Disciplines in Dialogue: Disease

View our series of videos presented at Disciplines in Dialogue: Disease. This series features Dr. Clive Shiff, Dr. Jim Webb, and Dr. Nina Martin


Executive Producers:
Dr. Steven Bednarski
Dr. Andrew Moore

Director:
Erin Kurian

Editors:
Gillian Wagenaar
John Loudfoot

Featured Speakers

  • Dr. Clive Shiff

    JOHN HOPKINS UNIVERSITY, MICROBIOLOGY AND IMMUNOLOGY

    Clive Shiff, Ph.D. My work on malaria has always been in the field, my role as Deputy Director of the Blair Research Laboratory in Rhodesia (now Zimbabwe) was to coordinate monitoring and planning of the country–wide vector control intervention, as well as collecting and reporting on the epidemiological data collected. The program was essentially successful until the late 1990’s. From 1989 to 1995 I ran a study of the use of insecticide treated bed nets in Tanzania funded by the US Agency for International Development and gained considerable knowledge on the role of this technology and on the impact of malaria in communities. It also revealed weaknesses in the overall understanding of P. falciparum epidemiology. During this work, I was the first person to carry out field studies on the Becton Dickson new Malaria Rapid Diagnostic test. RDT now is the basic method of diagnosis in most anti malaria programs.

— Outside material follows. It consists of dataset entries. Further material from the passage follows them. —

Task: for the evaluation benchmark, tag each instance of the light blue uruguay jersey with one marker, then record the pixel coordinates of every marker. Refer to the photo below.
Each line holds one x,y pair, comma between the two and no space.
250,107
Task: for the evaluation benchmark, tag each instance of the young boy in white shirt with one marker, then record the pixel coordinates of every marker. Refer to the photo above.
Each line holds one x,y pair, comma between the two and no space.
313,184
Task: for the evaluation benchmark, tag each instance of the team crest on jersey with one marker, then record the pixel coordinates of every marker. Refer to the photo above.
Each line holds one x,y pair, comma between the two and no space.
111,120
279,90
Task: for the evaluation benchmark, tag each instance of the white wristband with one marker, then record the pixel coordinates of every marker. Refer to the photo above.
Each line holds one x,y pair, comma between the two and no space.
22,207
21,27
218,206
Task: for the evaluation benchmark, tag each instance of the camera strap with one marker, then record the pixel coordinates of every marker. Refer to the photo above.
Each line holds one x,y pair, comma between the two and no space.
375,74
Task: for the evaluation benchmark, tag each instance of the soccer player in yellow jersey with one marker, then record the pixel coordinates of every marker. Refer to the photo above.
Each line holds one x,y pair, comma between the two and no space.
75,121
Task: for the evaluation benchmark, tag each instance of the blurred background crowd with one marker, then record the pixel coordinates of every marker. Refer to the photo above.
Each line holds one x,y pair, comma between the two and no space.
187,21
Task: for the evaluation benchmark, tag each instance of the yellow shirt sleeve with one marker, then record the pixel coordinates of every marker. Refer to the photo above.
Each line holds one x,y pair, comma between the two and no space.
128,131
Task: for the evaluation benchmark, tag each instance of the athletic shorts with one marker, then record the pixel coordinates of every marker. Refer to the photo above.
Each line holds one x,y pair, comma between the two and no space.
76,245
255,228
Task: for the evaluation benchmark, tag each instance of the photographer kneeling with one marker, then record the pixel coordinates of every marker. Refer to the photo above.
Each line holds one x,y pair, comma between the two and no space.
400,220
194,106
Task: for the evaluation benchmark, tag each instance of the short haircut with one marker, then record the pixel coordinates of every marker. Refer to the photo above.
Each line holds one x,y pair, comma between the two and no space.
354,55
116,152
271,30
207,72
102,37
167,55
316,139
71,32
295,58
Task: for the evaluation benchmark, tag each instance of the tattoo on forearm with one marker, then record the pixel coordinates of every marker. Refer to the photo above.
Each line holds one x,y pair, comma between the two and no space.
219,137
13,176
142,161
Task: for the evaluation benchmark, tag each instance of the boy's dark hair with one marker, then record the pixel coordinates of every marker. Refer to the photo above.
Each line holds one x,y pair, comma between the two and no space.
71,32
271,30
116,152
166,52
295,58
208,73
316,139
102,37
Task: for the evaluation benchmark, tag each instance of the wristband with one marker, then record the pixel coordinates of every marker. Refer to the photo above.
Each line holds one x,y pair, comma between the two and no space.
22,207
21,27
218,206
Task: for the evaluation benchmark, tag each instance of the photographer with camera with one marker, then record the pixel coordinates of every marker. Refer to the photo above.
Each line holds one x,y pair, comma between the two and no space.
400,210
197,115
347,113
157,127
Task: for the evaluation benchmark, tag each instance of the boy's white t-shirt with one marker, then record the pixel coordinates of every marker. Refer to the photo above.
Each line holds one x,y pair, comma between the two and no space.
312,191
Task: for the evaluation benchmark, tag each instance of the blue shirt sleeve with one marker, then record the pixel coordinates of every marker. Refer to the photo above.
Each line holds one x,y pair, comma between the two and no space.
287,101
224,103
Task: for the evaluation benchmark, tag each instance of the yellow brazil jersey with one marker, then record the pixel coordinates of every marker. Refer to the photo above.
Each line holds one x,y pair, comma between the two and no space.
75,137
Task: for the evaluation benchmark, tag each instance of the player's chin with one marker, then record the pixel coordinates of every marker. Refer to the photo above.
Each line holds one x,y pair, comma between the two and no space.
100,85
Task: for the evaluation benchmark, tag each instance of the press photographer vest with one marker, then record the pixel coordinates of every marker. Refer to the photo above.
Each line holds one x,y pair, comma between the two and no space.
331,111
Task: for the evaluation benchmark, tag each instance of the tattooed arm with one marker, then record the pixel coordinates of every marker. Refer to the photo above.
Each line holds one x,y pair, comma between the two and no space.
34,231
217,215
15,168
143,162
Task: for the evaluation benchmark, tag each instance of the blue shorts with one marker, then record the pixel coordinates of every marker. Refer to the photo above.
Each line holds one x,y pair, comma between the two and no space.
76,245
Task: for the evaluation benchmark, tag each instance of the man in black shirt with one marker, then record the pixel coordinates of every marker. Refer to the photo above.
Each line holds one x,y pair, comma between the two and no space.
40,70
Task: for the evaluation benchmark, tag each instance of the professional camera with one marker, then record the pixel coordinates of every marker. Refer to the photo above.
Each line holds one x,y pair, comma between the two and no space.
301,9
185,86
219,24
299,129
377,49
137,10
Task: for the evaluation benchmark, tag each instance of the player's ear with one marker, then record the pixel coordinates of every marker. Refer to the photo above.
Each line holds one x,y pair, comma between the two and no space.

Currently my interest has focused on improved diagnostics for neglected tropical diseases. This work commenced with detection of parasite specific DNA of Plasmodium falciparum in urine with colleagues in Zambia.

  • Dr. Jim Webb

    COLBY COLLEGE, HISTORY

    Jim Webb, Professor Emeritus of History at Colby College, conducts research on the history of disease. He is the founding editor at the Ohio University Press of Perspectives on Global Health and the Series in Ecology and History. He has been awarded grants from the Wellcome Trust, the U.S. National Institutes of Health, and the Institute for Advanced Study in Princeton. He has held recent fellowships at the Rachel Carson Center at the Ludwig-Maximilians Universität (LMU) in Munich, Germany (2017), the Center for the Global History of Development at the University of Shanghai (2018), and as a Fulbright Professor at the University of Botswana (2018-2019). His recent books include The Guts of the Matter: A Global History of Human Waste and Infectious Intestinal Disease (Cambridge University Press, 2020), The Long Struggle Against Malaria in Tropical Africa (Cambridge University Press, 2014) and Humanity’s Burden: A Global History of Malaria (Cambridge University Press, 2009).

  • Dr. Nina Martin

    JOHNS HOPKINS UNIVERSITY, INTERNATIONAL HEALTH

    Dr. Nina Martin is an expert in science communication and solving real world problems with data. She works as an Associate Faculty in the Department of International Health at Johns Hopkins Bloomberg School of Public Health (JHSPH) and is an elected member of the Johns Hopkins Center for Health Disparities Solutions. While her PhD is in Molecular Microbiology and Immunology (JHSPH ’17), her research and practice focuses on helping scientists tell better stories with their data through cool visualizations, digital tools like smartphone apps and artificial intelligence-powered chatbots and data dashboards. Her work supports many scientific and public health fields, for example, nutrition and food security, infectious diseases and vaccines, and emergency preparedness and response. She was advised at Colby College by Dr. James Webb, where they shared a love of the history of human impact on the environment and human health.